Variações sobre o "soi-disant" economicismo

Deve-se ler o artigo na totalidade:


1. Economics is about ethics

Understood properly economics is an ethical science, an important branch of moral philosophy. For it concerns how to understand, manage and fulfil the heterogeneous and often conflicting values, interests, and capacities of large numbers of individuals operating within the constraints of limited resources. That system-level attention to the key aspects of heterogeneity, conflict, and scarcity should be a central concern of moral philosophy, but all too many moral philosophers are content to focus on the micro-level: identifying objects of intrinsic moral status e.g. friendship; or exploring particular kinds of relationships e.g. the nature of exploitation. Moral philosophy combines a high-minded concern for finding and testing the right abstract moral theory with an individualistic understanding of the phenomenology of morality as something akin to self-exploration and discovery. Society is surprisingly absent. This lacuna frequently leads moral philosophers to wish away or parenthesise (idealise) those aspects of heterogeneity, conflict and scarcity unavoidable in a moral community. Economists as social scientists have been thinking about this subject for a very long time, and have much of importance to say about it.

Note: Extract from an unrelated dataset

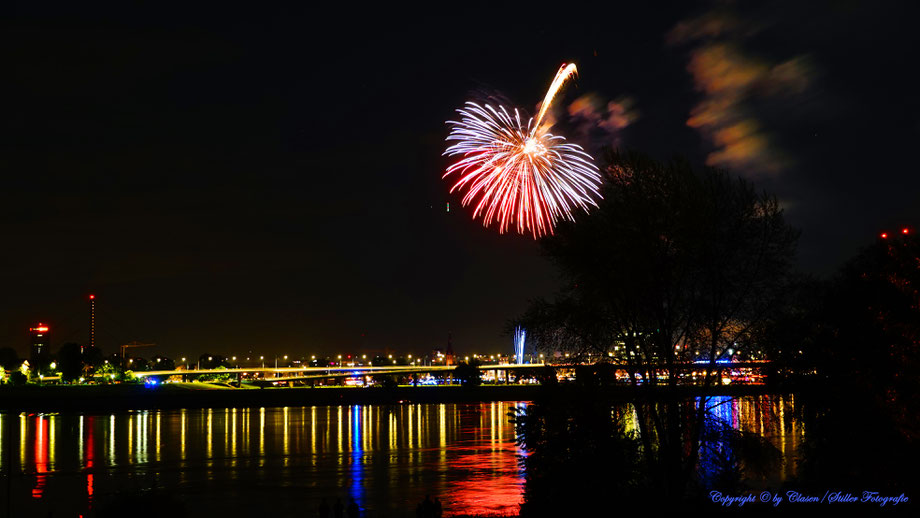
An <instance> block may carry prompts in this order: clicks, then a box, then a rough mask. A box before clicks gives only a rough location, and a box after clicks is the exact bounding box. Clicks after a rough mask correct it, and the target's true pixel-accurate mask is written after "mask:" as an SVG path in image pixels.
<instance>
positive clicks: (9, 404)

For example, economists have addressed the centrality of scarcity by developing the concept of opportunity cost. Given scarce means you will not be able to do everything you want. For example, you may not be able to give $500 to the Somalia famine appeal and also take your long planned trip to visit your ailing grandmother. The cost of choosing one rather than the other is not the money. Money is not important: it merely represents your purchasing power constraints and only an idiot would try to acquire money for its own sake. Rather, the cost of choosing charity over filial piety is the full value (including the full ethical value) of the alternative you thereby give up. Moral philosophy rarely considers the full costs of actions in this broad sense and is the poorer for that.